I liked most of the class but there were parts which I definitely did not agree with. May be I am not mature enough to grasp the points. Some of the highlights of the class were.
* While presenting quantitative information, data is more important than design. Show data, hide design.
* Present data such that it enables the user's cognitive process instead of hindering it.
* Show comparisons, show causality.
* Show multivariate data, that is data showing relationships between two or more variables.
* Integrate words and diagrams. Tufte illustrated this by showing how Galileo displayed the rings around the planet Saturn integrated along with the words in his text.
* Present all of the information available, do not cherry pick data that makes you look good. In case you don't have information that seems interesting, try harder and work towards getting better numbers.
* In case the numbers that you are presenting are small in quantity (like 40 - 80), present them directly (may be using a table) rather than using graphs.

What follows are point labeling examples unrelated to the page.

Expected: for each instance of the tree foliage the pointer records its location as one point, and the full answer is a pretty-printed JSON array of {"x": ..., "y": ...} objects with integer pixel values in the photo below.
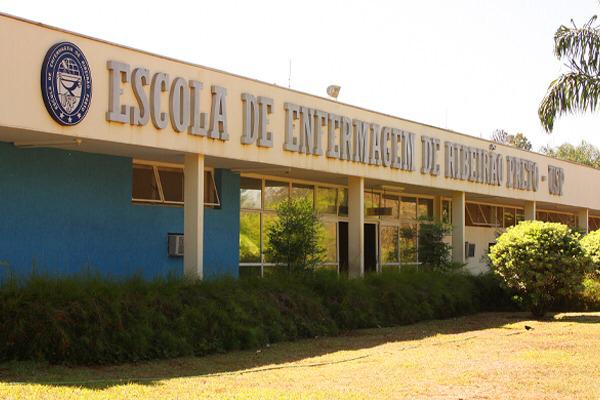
[
  {"x": 584, "y": 153},
  {"x": 591, "y": 245},
  {"x": 542, "y": 261},
  {"x": 294, "y": 239},
  {"x": 434, "y": 253},
  {"x": 577, "y": 90},
  {"x": 518, "y": 140}
]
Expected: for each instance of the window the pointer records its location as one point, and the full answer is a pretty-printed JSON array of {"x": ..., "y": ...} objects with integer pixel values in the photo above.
[
  {"x": 391, "y": 204},
  {"x": 560, "y": 217},
  {"x": 372, "y": 204},
  {"x": 171, "y": 182},
  {"x": 425, "y": 209},
  {"x": 486, "y": 215},
  {"x": 343, "y": 202},
  {"x": 300, "y": 191},
  {"x": 447, "y": 211},
  {"x": 250, "y": 193},
  {"x": 259, "y": 198},
  {"x": 408, "y": 208},
  {"x": 326, "y": 200},
  {"x": 145, "y": 184},
  {"x": 390, "y": 245},
  {"x": 164, "y": 185},
  {"x": 408, "y": 243},
  {"x": 275, "y": 193},
  {"x": 593, "y": 223},
  {"x": 249, "y": 237},
  {"x": 480, "y": 215},
  {"x": 509, "y": 217},
  {"x": 330, "y": 241}
]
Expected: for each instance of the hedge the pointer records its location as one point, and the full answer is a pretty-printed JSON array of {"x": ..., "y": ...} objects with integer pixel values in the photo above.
[{"x": 90, "y": 320}]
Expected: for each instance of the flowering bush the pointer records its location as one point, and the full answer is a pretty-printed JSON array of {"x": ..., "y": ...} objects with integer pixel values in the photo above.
[{"x": 542, "y": 261}]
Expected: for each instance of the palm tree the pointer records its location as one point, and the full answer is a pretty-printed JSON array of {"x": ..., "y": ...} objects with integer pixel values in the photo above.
[{"x": 577, "y": 90}]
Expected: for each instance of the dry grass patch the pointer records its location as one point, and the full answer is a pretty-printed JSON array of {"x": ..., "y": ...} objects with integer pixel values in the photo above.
[{"x": 482, "y": 356}]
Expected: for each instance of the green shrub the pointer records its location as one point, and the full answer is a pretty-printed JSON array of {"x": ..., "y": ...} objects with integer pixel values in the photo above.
[
  {"x": 591, "y": 245},
  {"x": 89, "y": 320},
  {"x": 542, "y": 261}
]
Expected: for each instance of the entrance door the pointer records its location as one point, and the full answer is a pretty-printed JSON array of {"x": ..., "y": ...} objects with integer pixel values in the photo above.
[
  {"x": 370, "y": 248},
  {"x": 343, "y": 246}
]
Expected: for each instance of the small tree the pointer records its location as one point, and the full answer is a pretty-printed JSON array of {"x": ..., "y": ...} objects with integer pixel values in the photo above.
[
  {"x": 542, "y": 261},
  {"x": 591, "y": 246},
  {"x": 434, "y": 253},
  {"x": 294, "y": 239}
]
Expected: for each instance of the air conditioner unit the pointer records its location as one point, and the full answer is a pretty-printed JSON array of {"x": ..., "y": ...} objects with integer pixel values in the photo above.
[
  {"x": 175, "y": 244},
  {"x": 469, "y": 250}
]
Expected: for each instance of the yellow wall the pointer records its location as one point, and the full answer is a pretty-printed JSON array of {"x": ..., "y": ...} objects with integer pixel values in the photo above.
[{"x": 23, "y": 46}]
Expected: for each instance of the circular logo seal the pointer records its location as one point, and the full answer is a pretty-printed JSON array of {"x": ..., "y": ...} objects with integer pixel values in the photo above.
[{"x": 66, "y": 83}]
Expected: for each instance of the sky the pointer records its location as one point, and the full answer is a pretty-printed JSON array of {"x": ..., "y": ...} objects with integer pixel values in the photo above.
[{"x": 469, "y": 66}]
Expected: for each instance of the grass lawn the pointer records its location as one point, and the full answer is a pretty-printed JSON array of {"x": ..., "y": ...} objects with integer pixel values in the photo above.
[{"x": 483, "y": 356}]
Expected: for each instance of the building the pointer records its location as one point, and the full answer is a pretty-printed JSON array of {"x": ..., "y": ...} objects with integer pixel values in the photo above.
[{"x": 109, "y": 154}]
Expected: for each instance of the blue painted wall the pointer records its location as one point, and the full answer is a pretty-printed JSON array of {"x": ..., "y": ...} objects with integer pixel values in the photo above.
[{"x": 66, "y": 211}]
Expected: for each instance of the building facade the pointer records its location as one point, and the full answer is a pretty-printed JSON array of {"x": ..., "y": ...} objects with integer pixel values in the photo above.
[{"x": 126, "y": 162}]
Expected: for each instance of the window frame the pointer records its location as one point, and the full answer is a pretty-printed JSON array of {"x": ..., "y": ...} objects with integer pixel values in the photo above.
[{"x": 155, "y": 168}]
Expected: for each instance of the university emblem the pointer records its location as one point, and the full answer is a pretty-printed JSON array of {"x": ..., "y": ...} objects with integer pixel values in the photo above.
[{"x": 66, "y": 83}]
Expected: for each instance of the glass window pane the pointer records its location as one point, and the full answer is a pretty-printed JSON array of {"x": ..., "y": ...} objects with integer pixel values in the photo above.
[
  {"x": 391, "y": 204},
  {"x": 327, "y": 200},
  {"x": 250, "y": 193},
  {"x": 519, "y": 215},
  {"x": 144, "y": 185},
  {"x": 268, "y": 220},
  {"x": 509, "y": 217},
  {"x": 408, "y": 208},
  {"x": 171, "y": 180},
  {"x": 372, "y": 204},
  {"x": 446, "y": 211},
  {"x": 389, "y": 244},
  {"x": 275, "y": 193},
  {"x": 330, "y": 240},
  {"x": 343, "y": 203},
  {"x": 480, "y": 215},
  {"x": 426, "y": 209},
  {"x": 211, "y": 197},
  {"x": 408, "y": 243},
  {"x": 249, "y": 237},
  {"x": 303, "y": 191}
]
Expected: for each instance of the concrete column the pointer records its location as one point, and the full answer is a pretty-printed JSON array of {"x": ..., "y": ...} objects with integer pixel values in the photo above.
[
  {"x": 356, "y": 226},
  {"x": 437, "y": 209},
  {"x": 458, "y": 227},
  {"x": 530, "y": 210},
  {"x": 583, "y": 220},
  {"x": 193, "y": 216}
]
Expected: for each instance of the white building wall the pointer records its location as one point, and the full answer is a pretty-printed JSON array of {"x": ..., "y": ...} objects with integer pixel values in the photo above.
[{"x": 482, "y": 237}]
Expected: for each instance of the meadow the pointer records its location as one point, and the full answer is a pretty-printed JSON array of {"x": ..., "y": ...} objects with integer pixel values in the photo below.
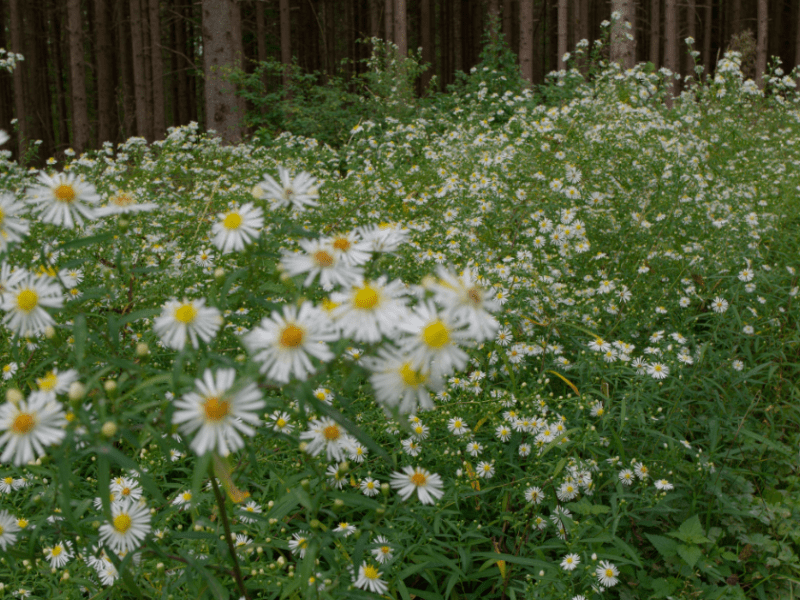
[{"x": 491, "y": 348}]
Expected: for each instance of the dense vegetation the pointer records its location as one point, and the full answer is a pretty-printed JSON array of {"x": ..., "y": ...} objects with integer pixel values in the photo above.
[{"x": 625, "y": 421}]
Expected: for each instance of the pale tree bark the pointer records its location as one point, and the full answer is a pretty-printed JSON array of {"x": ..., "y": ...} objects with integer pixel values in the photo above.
[
  {"x": 707, "y": 23},
  {"x": 655, "y": 31},
  {"x": 19, "y": 84},
  {"x": 157, "y": 87},
  {"x": 691, "y": 30},
  {"x": 671, "y": 45},
  {"x": 105, "y": 82},
  {"x": 761, "y": 42},
  {"x": 80, "y": 111},
  {"x": 144, "y": 123},
  {"x": 526, "y": 40},
  {"x": 563, "y": 33},
  {"x": 388, "y": 20},
  {"x": 623, "y": 43},
  {"x": 427, "y": 40},
  {"x": 286, "y": 41},
  {"x": 400, "y": 33},
  {"x": 218, "y": 56}
]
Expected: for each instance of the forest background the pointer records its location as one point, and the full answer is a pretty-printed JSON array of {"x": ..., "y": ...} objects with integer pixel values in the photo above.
[{"x": 98, "y": 71}]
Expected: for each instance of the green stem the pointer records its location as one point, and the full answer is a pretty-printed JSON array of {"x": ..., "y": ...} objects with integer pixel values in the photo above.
[{"x": 228, "y": 538}]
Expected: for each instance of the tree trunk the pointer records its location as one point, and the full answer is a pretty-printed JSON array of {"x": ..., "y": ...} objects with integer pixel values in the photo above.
[
  {"x": 388, "y": 20},
  {"x": 761, "y": 44},
  {"x": 707, "y": 23},
  {"x": 144, "y": 123},
  {"x": 671, "y": 45},
  {"x": 526, "y": 40},
  {"x": 286, "y": 42},
  {"x": 157, "y": 88},
  {"x": 655, "y": 31},
  {"x": 623, "y": 42},
  {"x": 691, "y": 30},
  {"x": 400, "y": 32},
  {"x": 563, "y": 33},
  {"x": 106, "y": 119},
  {"x": 80, "y": 111},
  {"x": 218, "y": 54},
  {"x": 426, "y": 30}
]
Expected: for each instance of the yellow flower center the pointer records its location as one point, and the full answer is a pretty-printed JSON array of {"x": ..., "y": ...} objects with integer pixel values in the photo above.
[
  {"x": 436, "y": 335},
  {"x": 331, "y": 433},
  {"x": 123, "y": 199},
  {"x": 122, "y": 523},
  {"x": 342, "y": 244},
  {"x": 23, "y": 423},
  {"x": 475, "y": 296},
  {"x": 232, "y": 221},
  {"x": 65, "y": 193},
  {"x": 292, "y": 336},
  {"x": 324, "y": 259},
  {"x": 366, "y": 298},
  {"x": 411, "y": 377},
  {"x": 371, "y": 572},
  {"x": 186, "y": 314},
  {"x": 27, "y": 300},
  {"x": 215, "y": 409},
  {"x": 419, "y": 479},
  {"x": 48, "y": 382}
]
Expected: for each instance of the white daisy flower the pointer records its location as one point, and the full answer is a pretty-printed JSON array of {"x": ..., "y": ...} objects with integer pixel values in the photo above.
[
  {"x": 284, "y": 344},
  {"x": 24, "y": 300},
  {"x": 220, "y": 412},
  {"x": 58, "y": 554},
  {"x": 237, "y": 228},
  {"x": 8, "y": 529},
  {"x": 190, "y": 319},
  {"x": 64, "y": 200},
  {"x": 29, "y": 426},
  {"x": 369, "y": 578},
  {"x": 129, "y": 525},
  {"x": 370, "y": 310},
  {"x": 320, "y": 258},
  {"x": 427, "y": 485},
  {"x": 431, "y": 338},
  {"x": 297, "y": 193},
  {"x": 12, "y": 228},
  {"x": 467, "y": 302},
  {"x": 398, "y": 383}
]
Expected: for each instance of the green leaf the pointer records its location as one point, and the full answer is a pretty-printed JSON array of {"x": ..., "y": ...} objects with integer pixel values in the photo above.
[
  {"x": 665, "y": 546},
  {"x": 690, "y": 531},
  {"x": 690, "y": 554}
]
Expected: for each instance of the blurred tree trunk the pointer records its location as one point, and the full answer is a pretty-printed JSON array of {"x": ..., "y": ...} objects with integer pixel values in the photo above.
[
  {"x": 691, "y": 31},
  {"x": 125, "y": 67},
  {"x": 655, "y": 31},
  {"x": 144, "y": 124},
  {"x": 219, "y": 50},
  {"x": 761, "y": 42},
  {"x": 400, "y": 32},
  {"x": 623, "y": 42},
  {"x": 286, "y": 41},
  {"x": 80, "y": 112},
  {"x": 157, "y": 73},
  {"x": 426, "y": 30},
  {"x": 671, "y": 45},
  {"x": 563, "y": 33},
  {"x": 526, "y": 40},
  {"x": 106, "y": 86}
]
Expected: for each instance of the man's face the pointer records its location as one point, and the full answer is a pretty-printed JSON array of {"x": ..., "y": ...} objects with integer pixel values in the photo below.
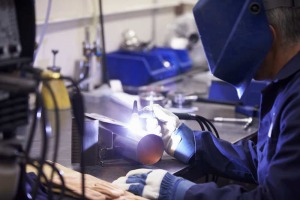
[{"x": 264, "y": 73}]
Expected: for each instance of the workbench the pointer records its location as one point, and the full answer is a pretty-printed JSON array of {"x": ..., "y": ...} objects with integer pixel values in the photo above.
[{"x": 232, "y": 132}]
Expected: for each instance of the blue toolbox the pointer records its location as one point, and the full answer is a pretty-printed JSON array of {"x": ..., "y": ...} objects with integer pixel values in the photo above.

* Refer to distinguished newspaper and tech journals to see how they present data using tables etc. May be you will be able to get ideas from those. Remember "Smart guys imitate, while geniuses copy"
* The consumers of your information aren't stupid people. They are smart to deal with numbers and graphs. Don't most of the people read the tables the in the sports section or the stock section of the newspaper?
* Also when presenting information, it important to include a title, measurement scales, cite the sources, name the authors as well as any other relevant information in text form.
Also an important lesson that I learned from the trip was that I have some great colleagues that I work with. The overall experience of the trip proved that we are a great team together.